Panic! At The Disco will perform at Radio Radio Wednesday as part of a small venue tour, before joining Fall Out Boy as a support act. And thank god, they've added the "!" back.
- Alex R. Kirzhner
NUVO: Why the small venue tour?
Brendon Urie: Honestly, it's been a while since we've done that and I'm kind of excited for the contrast and the juxtaposition of doing these awesome intimate shows face to face with the fans and jumping to the Fall Out Boy tour. But it's something that we haven't really done in a while and it's fun to do both of them. I don't know if we really have a preference to which one we prefer more, but these shows are going to be pretty exciting and we're going to be just as sweaty, keeping them on kind of the same level.
NUVO: How does your stage show change? I'm thinking of the venue you're going to be at and it's not small, but it's definitely not a theatre-sized stage.
Urie: Sure. We wanted to bring more production, but then we did realize how small some of these places would be. And that's going to be all-good because we've changed our live show a little bit and we've got a few transitions. The energy is going to be different as well and that just goes with finishing this record and being so excited to get on the road again. It will be different in the best way possible.

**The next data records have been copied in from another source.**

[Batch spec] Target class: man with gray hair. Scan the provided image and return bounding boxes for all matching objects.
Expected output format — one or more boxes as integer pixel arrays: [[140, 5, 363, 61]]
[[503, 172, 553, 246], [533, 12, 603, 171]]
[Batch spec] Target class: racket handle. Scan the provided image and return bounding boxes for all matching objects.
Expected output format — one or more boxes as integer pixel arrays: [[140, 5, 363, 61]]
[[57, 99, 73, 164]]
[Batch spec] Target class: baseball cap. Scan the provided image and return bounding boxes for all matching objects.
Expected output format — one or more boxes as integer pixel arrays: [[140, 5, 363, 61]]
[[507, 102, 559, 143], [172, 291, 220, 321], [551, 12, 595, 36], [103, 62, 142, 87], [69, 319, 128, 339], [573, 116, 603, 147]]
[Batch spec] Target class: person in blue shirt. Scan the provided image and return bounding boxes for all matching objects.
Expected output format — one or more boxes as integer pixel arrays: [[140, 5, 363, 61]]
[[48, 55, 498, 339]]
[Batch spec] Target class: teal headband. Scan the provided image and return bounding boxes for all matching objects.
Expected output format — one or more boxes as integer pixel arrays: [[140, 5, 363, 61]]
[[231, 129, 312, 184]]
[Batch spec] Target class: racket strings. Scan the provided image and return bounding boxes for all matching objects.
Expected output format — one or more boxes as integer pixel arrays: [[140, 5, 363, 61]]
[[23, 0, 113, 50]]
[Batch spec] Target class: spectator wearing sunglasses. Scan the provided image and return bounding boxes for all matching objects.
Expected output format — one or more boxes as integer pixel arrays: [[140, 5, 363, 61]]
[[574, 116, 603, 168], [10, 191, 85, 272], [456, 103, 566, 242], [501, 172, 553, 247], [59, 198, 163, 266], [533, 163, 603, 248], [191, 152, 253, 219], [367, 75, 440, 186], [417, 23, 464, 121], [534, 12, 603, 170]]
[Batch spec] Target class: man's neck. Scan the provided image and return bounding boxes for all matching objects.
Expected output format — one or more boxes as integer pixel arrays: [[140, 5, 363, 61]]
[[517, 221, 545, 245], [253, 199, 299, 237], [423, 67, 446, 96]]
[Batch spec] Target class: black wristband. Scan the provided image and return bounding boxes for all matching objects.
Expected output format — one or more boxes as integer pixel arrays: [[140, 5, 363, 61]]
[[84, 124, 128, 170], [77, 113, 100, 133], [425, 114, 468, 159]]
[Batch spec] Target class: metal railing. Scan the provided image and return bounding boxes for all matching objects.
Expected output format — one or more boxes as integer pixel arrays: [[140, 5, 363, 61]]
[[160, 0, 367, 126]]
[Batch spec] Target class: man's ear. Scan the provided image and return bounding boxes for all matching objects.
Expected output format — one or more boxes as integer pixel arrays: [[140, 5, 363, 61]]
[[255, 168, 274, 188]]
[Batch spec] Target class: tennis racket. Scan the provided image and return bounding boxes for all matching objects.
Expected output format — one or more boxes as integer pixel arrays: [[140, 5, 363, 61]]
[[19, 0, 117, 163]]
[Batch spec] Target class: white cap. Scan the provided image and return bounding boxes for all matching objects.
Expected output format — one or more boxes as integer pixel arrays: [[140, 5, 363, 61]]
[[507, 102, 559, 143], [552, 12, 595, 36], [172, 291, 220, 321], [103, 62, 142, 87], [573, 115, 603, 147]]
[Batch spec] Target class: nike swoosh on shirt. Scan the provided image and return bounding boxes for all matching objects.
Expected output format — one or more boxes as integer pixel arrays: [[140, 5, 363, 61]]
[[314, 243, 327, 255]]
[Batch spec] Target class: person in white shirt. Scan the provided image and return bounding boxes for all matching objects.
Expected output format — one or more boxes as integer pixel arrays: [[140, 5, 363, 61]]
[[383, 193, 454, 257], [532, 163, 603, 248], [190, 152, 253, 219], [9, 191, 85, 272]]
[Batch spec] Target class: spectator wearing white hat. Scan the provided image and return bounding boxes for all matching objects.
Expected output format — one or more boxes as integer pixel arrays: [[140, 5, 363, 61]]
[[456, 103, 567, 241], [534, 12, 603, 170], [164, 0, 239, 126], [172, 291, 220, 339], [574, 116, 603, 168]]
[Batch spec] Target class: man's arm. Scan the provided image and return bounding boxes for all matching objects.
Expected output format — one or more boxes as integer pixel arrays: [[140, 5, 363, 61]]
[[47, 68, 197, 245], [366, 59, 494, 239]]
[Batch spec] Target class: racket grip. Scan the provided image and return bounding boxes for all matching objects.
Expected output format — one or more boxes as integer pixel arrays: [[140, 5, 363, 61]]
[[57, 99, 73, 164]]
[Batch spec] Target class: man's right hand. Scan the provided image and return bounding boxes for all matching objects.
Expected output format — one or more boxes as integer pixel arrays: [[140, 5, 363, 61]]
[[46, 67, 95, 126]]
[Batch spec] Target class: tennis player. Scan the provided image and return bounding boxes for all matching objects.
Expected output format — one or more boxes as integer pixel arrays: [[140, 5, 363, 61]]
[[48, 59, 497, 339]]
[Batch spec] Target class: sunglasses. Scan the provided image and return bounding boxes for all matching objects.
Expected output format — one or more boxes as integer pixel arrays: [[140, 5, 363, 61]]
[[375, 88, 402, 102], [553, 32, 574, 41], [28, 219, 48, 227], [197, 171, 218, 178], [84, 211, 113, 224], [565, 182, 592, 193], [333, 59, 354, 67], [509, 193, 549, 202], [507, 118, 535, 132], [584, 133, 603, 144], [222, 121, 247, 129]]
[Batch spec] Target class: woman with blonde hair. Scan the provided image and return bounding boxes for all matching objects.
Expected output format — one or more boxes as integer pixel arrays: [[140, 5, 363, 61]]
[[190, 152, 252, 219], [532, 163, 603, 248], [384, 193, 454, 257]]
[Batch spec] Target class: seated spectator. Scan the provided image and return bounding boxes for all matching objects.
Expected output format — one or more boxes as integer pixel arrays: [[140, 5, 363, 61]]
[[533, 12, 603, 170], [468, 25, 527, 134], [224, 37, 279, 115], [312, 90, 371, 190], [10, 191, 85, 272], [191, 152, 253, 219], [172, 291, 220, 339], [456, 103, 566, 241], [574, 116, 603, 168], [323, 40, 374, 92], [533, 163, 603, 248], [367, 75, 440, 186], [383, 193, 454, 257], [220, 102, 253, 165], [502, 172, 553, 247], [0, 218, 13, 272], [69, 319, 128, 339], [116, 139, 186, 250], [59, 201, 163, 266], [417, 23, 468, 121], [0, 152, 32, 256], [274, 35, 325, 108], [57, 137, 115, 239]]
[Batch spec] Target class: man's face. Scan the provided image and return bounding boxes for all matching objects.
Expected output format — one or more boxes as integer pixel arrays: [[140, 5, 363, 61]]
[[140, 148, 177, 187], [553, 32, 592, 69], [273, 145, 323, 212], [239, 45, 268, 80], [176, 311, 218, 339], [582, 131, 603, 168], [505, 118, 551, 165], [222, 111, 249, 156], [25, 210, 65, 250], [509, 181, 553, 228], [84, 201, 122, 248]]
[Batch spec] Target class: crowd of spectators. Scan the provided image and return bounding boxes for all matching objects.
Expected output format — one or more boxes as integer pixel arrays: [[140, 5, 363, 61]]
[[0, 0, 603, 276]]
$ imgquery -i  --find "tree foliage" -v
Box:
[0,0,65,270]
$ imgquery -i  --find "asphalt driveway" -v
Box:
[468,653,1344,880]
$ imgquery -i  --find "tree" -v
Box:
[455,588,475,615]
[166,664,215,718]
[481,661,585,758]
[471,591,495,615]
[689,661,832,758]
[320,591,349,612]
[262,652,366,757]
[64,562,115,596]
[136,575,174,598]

NUVO: Now, am I right to say that this record integrates some of your synthesizer collection that you've been working on? Tell me about working those into songs.
Urie: A lot of the synths, Spencer [Smith] and I actually - this was probably five years ago - we picked up a couple of hardware synths for a rack that we were trying to build ... and they were just amazing. Then we realized, it would be cool to produce our own stuff and our own demos to sound better and get the collection going a little bit further on.
A lot of the sounds have a specific feel behind them that they kind of dictated what the song would be. Sometimes on a more personal note with the songs, I would start with the lyrics that I wanted to tackle, but some of the songs would start with a sound and that would influence me, "Oh, this is how I felt when I was [this old] or this reminds me of this memory." I wanted to revisit that. A lot of the sounds were kind of nostalgic in their own way and it kind of made the record eclectic enough.
NUVO: I was interested to read the note from Spencer that he posted on [Tumblr] about his struggles with addiction. I wondered if you as a band talked about posting that or if that was something he had decided by himself. How do you think this will impact the tour?
Urie: Sure, yeah. That came about because Spencer was going through this and did want to be honest. He directly wanted to get this out, he wanted it to be from him and so did I. I wanted him to have that comfortability to be honest with not only the fans, but himself.
It's going to be hard in the beginning, but hopefully it's going to pay off. So far, it's been great and we're really excited about all of these intimate shows and I think that's going to, like you said, bring some intimacy to it as well, you know? But, that will be something that will be good in the long run for everyone. I think it's better to be honest than hide behind something that can plague you for so long.
Editor's note: After this interview, Smith withdrew from this tour to further deal with his addiction issues.